Ask HN: What are the foundational texts for learning about AI/ML/NN?

Haugeland is GOFAI/cognitive science, not directly relevant to modern machine learning variety of models unless you are doing reinforcement learning or trees stuff (hey poker/chess/Go bots are pretty cool!). Russel and Norvig are the typical introductory textbooks for those. Marks and Haykins are all severely out of date (they have solid content, but they don't have the same scale of modern deep learning which has many emergent properties).

You are approaching this like an established natural sciences field where old classics = good. This is not true for ML. ML is developing and evolving quickly.

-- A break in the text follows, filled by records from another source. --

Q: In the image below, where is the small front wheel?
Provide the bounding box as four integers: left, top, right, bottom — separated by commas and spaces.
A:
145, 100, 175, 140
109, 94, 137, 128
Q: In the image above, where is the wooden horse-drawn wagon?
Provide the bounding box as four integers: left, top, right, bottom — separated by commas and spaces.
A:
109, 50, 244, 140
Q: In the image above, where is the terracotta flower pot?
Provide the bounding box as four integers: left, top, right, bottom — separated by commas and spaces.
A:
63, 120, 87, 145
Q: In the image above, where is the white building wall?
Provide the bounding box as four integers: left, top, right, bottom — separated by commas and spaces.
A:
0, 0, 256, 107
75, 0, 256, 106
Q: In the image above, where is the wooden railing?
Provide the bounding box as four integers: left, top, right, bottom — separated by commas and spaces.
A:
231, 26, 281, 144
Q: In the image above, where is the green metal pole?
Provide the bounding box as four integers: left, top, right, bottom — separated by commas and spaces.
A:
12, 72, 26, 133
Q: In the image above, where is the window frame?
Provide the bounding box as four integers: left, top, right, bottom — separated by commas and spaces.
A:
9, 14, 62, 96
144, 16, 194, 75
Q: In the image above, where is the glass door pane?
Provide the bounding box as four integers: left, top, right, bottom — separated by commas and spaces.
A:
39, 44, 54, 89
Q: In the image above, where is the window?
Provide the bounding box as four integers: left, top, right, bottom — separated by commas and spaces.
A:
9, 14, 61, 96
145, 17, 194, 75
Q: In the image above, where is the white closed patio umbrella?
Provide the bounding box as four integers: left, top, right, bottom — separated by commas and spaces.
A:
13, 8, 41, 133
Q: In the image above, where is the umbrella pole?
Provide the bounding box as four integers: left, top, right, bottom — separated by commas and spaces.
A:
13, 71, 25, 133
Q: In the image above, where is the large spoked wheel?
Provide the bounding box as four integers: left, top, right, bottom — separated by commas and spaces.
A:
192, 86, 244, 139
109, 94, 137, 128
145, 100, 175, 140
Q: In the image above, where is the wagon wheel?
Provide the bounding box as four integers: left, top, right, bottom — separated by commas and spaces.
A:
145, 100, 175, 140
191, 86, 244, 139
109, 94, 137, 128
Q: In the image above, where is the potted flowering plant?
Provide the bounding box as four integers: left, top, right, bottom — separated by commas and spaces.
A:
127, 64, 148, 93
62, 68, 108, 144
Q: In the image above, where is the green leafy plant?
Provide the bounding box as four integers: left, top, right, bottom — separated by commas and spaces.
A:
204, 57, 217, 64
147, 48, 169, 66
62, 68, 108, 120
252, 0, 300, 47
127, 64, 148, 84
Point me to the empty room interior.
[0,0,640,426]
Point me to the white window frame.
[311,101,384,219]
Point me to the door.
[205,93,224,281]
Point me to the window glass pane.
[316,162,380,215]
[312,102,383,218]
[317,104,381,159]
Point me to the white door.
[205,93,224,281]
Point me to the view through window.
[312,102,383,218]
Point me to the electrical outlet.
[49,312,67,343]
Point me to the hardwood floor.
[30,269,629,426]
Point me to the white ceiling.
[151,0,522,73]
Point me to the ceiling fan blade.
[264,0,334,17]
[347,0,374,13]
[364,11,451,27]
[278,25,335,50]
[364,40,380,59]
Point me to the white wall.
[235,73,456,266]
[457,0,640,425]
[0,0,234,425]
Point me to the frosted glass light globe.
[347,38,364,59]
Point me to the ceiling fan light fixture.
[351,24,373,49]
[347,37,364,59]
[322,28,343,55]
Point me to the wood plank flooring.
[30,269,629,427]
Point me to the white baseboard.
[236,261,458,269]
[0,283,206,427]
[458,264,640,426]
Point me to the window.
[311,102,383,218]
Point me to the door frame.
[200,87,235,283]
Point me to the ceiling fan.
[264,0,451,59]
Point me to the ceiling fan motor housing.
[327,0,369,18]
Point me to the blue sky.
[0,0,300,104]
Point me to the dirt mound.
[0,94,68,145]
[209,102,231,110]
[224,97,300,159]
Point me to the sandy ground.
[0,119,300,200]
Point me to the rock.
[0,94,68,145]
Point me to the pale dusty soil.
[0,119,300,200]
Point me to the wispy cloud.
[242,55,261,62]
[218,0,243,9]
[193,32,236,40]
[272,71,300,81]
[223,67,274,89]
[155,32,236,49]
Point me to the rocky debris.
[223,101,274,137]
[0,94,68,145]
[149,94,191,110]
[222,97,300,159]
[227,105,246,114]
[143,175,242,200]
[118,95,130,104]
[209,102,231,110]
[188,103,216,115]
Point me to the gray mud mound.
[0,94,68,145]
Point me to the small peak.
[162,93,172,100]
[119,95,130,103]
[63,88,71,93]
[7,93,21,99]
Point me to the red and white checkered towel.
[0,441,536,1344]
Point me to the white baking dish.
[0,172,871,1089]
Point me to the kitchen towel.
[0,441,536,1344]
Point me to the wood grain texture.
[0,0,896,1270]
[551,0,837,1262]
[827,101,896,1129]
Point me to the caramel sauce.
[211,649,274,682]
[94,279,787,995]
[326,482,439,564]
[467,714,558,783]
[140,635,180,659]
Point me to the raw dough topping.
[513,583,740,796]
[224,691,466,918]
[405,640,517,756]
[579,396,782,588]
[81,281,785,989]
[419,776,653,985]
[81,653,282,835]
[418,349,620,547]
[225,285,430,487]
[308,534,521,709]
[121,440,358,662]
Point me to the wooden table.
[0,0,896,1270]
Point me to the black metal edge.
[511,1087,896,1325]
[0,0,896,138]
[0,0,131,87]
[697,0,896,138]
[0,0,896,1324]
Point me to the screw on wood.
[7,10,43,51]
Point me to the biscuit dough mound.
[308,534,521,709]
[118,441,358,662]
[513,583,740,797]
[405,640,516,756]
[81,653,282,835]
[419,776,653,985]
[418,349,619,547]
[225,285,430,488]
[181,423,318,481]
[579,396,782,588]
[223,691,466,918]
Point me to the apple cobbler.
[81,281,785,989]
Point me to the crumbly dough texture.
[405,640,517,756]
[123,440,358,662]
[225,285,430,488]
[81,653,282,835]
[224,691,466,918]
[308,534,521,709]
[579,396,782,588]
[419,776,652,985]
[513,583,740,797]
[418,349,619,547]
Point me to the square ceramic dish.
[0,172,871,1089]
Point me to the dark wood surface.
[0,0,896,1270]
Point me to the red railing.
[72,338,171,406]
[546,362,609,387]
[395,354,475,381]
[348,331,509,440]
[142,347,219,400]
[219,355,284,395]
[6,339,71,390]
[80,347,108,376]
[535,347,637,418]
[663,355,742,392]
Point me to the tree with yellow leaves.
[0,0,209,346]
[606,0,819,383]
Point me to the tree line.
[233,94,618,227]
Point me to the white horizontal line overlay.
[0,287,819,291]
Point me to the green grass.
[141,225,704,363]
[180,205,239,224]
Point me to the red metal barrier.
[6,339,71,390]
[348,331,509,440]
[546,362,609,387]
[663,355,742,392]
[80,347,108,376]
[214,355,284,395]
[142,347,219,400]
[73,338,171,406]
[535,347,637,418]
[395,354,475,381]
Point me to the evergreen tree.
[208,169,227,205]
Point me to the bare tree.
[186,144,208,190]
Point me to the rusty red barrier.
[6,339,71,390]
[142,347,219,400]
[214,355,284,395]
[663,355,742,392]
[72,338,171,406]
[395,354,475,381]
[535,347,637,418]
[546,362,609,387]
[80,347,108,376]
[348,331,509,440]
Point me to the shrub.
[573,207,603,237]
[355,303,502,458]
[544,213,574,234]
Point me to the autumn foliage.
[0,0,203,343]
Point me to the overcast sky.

I suggest taking a look at Kevin Murphy's series for the foundational knowledge. Sutton and Barto for reinforcement learning. Mackay's learning algorithms and information theory book is also excellent.

Kochenderfer's ML series is also excellent if you like control theory and cybernetics

https://algorithmsbook.com/https://mitpress.mit.edu/9780262039420/algorithms-for-optimi...https://mitpress.mit.edu/9780262029254/decision-making-under...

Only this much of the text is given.